Many manufacturing industries have kept their production chains active although they are not considered essential and many voices have rightly criticized the irresponsibility of employers. However, silence has outweighed criticism when it comes to agriculture. Much has been said about the future of the global food system in recent months, about production and consumption chains and how governments, corporations and consumers will have to transform them. Little has been said, and even less has been done, to ensure the health and dignity of those who make that food system possible: agricultural workers.
The pandemic has merely exposed longstanding problems. In Mexico, one of the first decisions the MORENA government made on agriculture in 2019 was to end PAJA (Support Program for Agricultural Day Laborers), the only public policy that supported rural migrant workers, and thereby confirming the continuity of a model based on increasing export agriculture and over-exploited labour. In what appears to be more of a version of post-revolutionary cardinism than a leftist pro-worker proposal, the federal government reinstated guaranteed prices for small farmers producing basic crops as part of a plan to achieve food sovereignty. Recently, the program was extended to medium sized producers to alleviate economic difficulties linked to the pandemic. The biggest absentees from agricultural support programs in times of pandemic are the more than 4 million agricultural workers in the country. Many will lose their jobs as the commercial flow of fruits and vegetables abroad is reduced.
The whimsical seasonality of agriculture meant that the pandemic struck European countries at a bad time. Had it not been for COVID-19, hundreds of thousands of workers from Eastern Europe would have travelled west between March and April to harvest asparagus, strawberries, blackberries and so many other indispensable fruits and vegetables. Germany employs about 300,000 temporary workers and France 20, 000. British agricultural employers immediately implored their government and the Romanian government to allow dozens of charter flights to transport the workers, at the risk of seeing tons of food rotting in the fields. It did not matter that Romania had so far been an example of prevention and mitigation of the pandemic (and the UK quite the opposite), or that thousands of essential workers needed to travel, saturating the airports. Nor did it seem to matter that, on their return, they could represent a greater risk and additional burden for the Romanian health system (which would have to cover the costs). The only thing that counted is that cheap labour carried out the harvest.

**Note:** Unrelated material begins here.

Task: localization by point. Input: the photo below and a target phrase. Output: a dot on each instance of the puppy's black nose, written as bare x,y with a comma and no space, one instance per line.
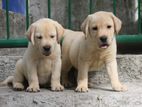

In Florida's tomato growing area, renowned for its historical workers' struggles, agricultural work does not stop. Hygienic conditions are appalling and access to clinics and hospitals is the worst in the state in geographical terms, not to mention the economic obstacles. Despite this and other examples, it is still very difficult to raise the voices of agricultural workers around the world.
Without a system that democratically organizes solidarity between individuals by planning social needs, it will be difficult to overcome the contradictions of the current model. The precarious work of hundreds of millions of people compensates for the overconsumption of a minority, especially when it comes to the central element of our lives: food. The COVID-19 pandemic will not change the social relations on which this and other contradictions are based. But it can help lift the shrouds and outline horizons of solidarity and joint action among agricultural workers who are geographically divided but closely linked to global food production and consumption chains. Agriculture and the global food system are undoubtedly the space where these struggles are most urgent.